Friday, January 21, 2011

Relevancy Mechanics

If you're a software developer and you're interested in developing search applications, there are tons of resources on the web and in open source.  Lucene/Solr is a great example of industrial strength software with a vibrant community of developers and legions of implementers building quality applications on top of it.

I love Lucene because it pretty much solves the deep plumbing of search - creating dictionaries and postings list and providing support for accessing those data structures at search time.  And it does it really fast.  (A great general resource on the low-level plumbing of search is: Managing Gigabytes, though the title now sounds a little quaint.)  Using software like Lucene allows you to leave the critical bit-shifting, skip-listing, byte-squishing inner loops to experts like Michael McCandless who work on Lucene full time - and you get build cool stuff on top of that.

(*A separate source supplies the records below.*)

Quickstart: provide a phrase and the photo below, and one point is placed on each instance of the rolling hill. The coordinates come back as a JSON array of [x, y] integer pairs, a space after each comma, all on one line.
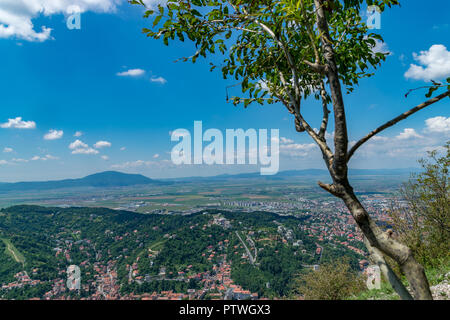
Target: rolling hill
[[103, 179]]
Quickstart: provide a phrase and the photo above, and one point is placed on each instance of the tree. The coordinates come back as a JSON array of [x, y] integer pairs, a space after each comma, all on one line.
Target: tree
[[289, 50], [333, 281], [424, 222]]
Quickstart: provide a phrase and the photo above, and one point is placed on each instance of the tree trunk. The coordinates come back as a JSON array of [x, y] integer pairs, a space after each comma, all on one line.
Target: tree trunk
[[387, 272], [383, 241]]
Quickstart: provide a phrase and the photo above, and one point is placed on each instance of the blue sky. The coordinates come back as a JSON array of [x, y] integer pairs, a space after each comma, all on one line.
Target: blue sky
[[68, 81]]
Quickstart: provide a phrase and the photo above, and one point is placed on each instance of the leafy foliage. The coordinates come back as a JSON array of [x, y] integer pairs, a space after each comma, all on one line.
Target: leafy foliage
[[424, 223], [262, 42]]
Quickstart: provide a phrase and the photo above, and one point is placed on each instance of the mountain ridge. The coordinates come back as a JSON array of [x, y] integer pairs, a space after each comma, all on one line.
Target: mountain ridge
[[100, 179]]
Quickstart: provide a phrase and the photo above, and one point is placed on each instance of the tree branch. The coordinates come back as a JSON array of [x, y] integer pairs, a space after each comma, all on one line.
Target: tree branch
[[395, 121], [326, 112]]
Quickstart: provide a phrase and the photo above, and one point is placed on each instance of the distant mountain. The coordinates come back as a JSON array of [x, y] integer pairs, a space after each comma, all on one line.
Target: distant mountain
[[282, 175], [102, 179]]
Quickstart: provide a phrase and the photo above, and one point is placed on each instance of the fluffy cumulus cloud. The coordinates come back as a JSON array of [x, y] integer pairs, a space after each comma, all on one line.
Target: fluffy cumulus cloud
[[159, 80], [79, 147], [54, 134], [438, 125], [102, 144], [408, 133], [18, 123], [16, 16], [434, 64], [44, 158], [131, 73]]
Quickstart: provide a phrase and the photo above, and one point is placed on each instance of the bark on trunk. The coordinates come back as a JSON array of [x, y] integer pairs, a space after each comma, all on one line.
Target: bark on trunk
[[382, 241], [386, 271]]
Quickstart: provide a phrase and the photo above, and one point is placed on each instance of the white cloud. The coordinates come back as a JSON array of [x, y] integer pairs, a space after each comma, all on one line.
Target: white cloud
[[85, 151], [77, 144], [102, 144], [79, 147], [18, 123], [131, 73], [438, 124], [54, 134], [44, 158], [16, 15], [160, 80], [381, 47], [408, 133], [153, 3], [435, 64]]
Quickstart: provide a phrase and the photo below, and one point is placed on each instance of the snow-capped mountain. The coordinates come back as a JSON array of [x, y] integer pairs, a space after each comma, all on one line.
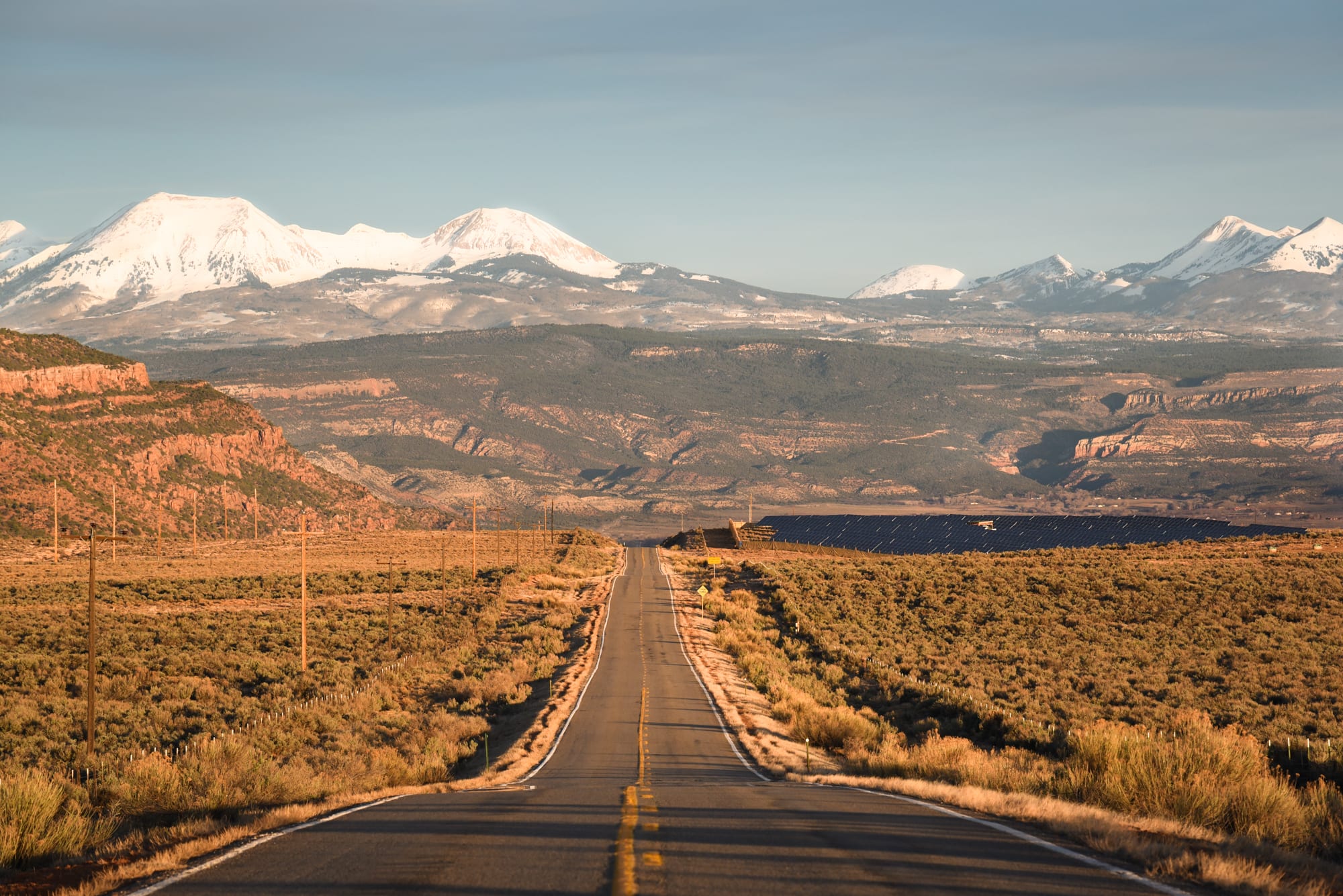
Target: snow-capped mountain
[[220, 271], [499, 232], [18, 244], [1228, 244], [1317, 250], [170, 246], [1044, 277], [367, 247], [913, 278]]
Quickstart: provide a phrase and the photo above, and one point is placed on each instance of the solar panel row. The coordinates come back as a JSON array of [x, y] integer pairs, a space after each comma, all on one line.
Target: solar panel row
[[958, 534]]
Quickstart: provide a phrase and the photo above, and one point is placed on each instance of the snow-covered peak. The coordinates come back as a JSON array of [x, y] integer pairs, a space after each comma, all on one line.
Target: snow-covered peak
[[913, 278], [367, 247], [1225, 246], [18, 244], [1317, 250], [171, 244], [1055, 268], [496, 232]]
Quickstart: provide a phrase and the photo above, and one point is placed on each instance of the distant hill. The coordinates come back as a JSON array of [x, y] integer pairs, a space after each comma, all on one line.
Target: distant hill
[[635, 421], [83, 420]]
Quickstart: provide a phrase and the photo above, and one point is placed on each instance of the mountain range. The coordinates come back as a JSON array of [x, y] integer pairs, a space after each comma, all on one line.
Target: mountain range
[[220, 271]]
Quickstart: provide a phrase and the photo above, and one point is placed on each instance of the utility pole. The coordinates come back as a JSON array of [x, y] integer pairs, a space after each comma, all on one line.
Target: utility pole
[[93, 631], [303, 592]]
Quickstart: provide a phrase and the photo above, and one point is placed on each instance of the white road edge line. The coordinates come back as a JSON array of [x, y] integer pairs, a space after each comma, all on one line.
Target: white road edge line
[[256, 842], [708, 697], [1008, 830], [259, 842], [1032, 839], [597, 664]]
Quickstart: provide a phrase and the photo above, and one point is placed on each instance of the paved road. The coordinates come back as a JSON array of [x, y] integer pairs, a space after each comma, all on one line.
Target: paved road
[[645, 791]]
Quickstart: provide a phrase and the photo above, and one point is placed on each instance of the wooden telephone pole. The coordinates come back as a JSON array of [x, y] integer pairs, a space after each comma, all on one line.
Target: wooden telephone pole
[[303, 593]]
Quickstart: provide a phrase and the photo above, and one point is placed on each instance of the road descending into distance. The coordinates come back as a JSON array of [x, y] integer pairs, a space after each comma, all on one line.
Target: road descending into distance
[[645, 792]]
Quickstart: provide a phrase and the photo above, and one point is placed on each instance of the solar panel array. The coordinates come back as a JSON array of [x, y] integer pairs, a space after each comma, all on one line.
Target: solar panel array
[[958, 534]]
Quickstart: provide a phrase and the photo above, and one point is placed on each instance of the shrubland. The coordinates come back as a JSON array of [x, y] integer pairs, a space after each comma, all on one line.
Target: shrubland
[[205, 710], [1146, 681]]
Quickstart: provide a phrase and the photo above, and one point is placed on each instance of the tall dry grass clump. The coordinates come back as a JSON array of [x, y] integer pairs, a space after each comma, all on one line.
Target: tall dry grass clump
[[41, 816], [1216, 779]]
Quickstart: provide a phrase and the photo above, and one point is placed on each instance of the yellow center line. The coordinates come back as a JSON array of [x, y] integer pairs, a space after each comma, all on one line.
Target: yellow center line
[[624, 882]]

As vibrant and prolific as the Lucene and Solr community is, there is surprisingly little out there on the nuts and bolts of relevancy in a commercial setting.  There is lots on the plumbing - piping data into the appropriate place, scaling, replication, performance issues - but much less on field weighting, global IDF, document length normalization, intelligent stop words, objective measures of relevancy, static rank, putting the Porter Stemmer out of our misery!  These are the things I plan to write about and hopefully discuss with others about here.